Diese Antwort findet Scognamiglio wenig beruhigend. «Wie sich der Anteil der Immobilien-Investitionen entwickelt hat, ist nahezu irrelevant.» Entscheidend sei vielmehr, zu welchen Preisen die Pensionskassen ihre Immobilien kaufen würden. «Und da sind Investitionen zu beobachten, bei denen es nicht viel verträgt, bis es zu einem Verlust kommt.» Die Rechnung würden später einmal die Versicherten präsentiert bekommen.
Die Finma betont, dass sie die bisherigen Massnahmen für den Hypothekarmarkt nicht nur die selbstbewohnten Liegenschaften betreffen würden, sondern auch die Renditeliegenschaften. «Die bisherigen Massnahmen – wie der antizyklische Kapitalpuffer, die angepasste Selbstregulierung – wirken bei den Beaufsichtigten in allen Immobiliensegmenten», sagt ein Sprecher.
Notfalls nachlegen
Daher könne man nicht beobachten, dass die bisher ergriffenen Massnahmen zu einer Verschiebung der Probleme führen würden. «Treiber für die starke Nachfrage nach Hypothekarkrediten sind vor allem steuerliche Anreize, extrem tiefe Zinsen in den letzten Jahren, der resultierende Anlagenotstand sowie der Glaube, Immobilien seien praktisch risikoarme Anlagen.»

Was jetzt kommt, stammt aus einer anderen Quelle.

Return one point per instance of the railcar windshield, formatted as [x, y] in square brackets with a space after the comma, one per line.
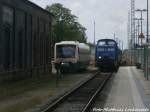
[65, 51]
[102, 43]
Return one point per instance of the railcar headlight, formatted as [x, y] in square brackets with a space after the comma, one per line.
[100, 57]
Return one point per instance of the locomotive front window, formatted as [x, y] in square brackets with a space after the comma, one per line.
[66, 51]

Die Finma würde auch nachlegen können, falls es notwendig wird. «Nationalbank und Finma werden beurteilen, ob sich die bisherigen Massnahmen auch im aktuellen Kontext als genügend erweisen.» Es bleibe das Ziel der Behörden zu reagieren, wenn die getroffenen Massnahmen nicht den gewünschten Effekt hätten.

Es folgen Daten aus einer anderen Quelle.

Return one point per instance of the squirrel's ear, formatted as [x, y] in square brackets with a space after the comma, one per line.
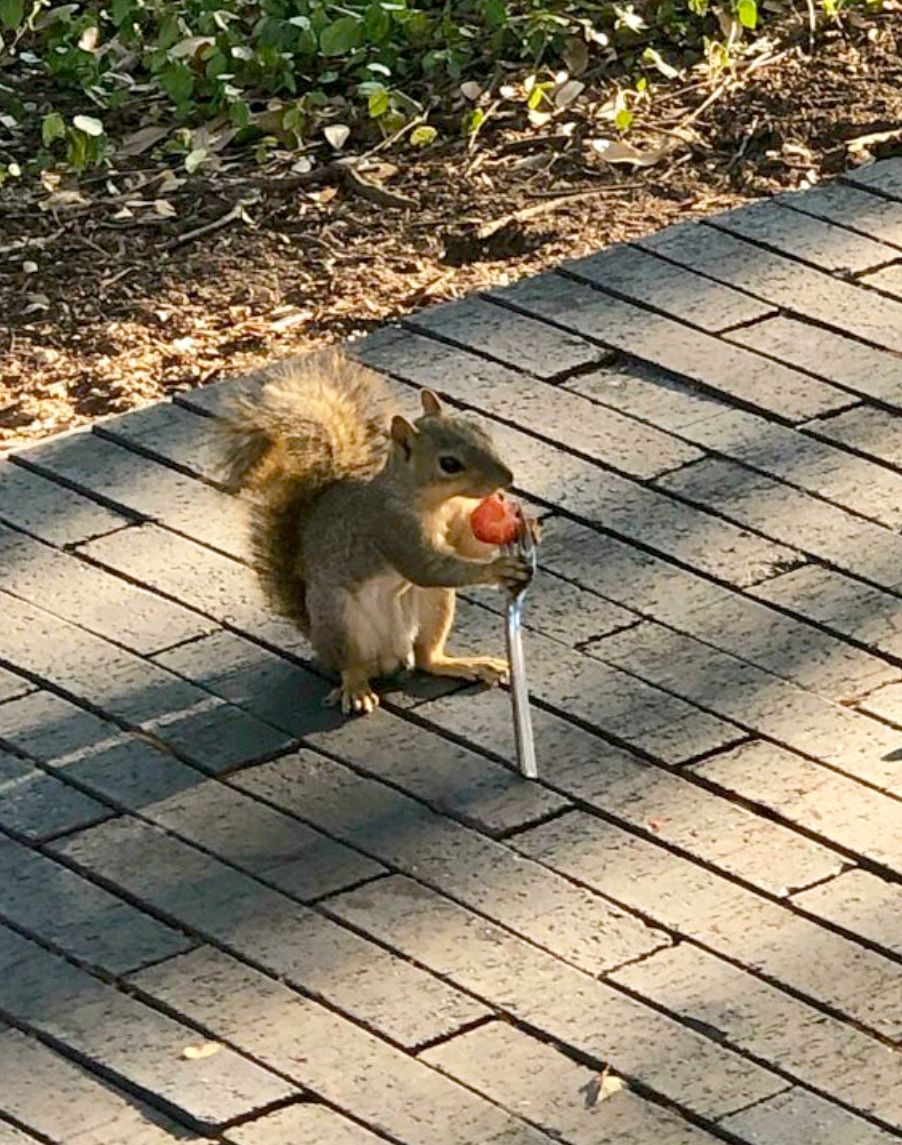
[430, 404]
[403, 433]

Die Schweiz wäre indessen nicht das erste Land, das feststellen muss: Bremst man einen Boom am einen Ort, beschleunigt er sich oftmals anderen Ortes. Grossbritannien beispielsweise legte seinen nationalen Banken höhere Eigenkapitalanforderungen auf, um damit deren Kreditvergabe zu bremsen. Daraufhin erhöhten jedoch ausländische Banken ihre Kreditvergabe merklich. Sie waren von den schärferen Regeln ausgenommen.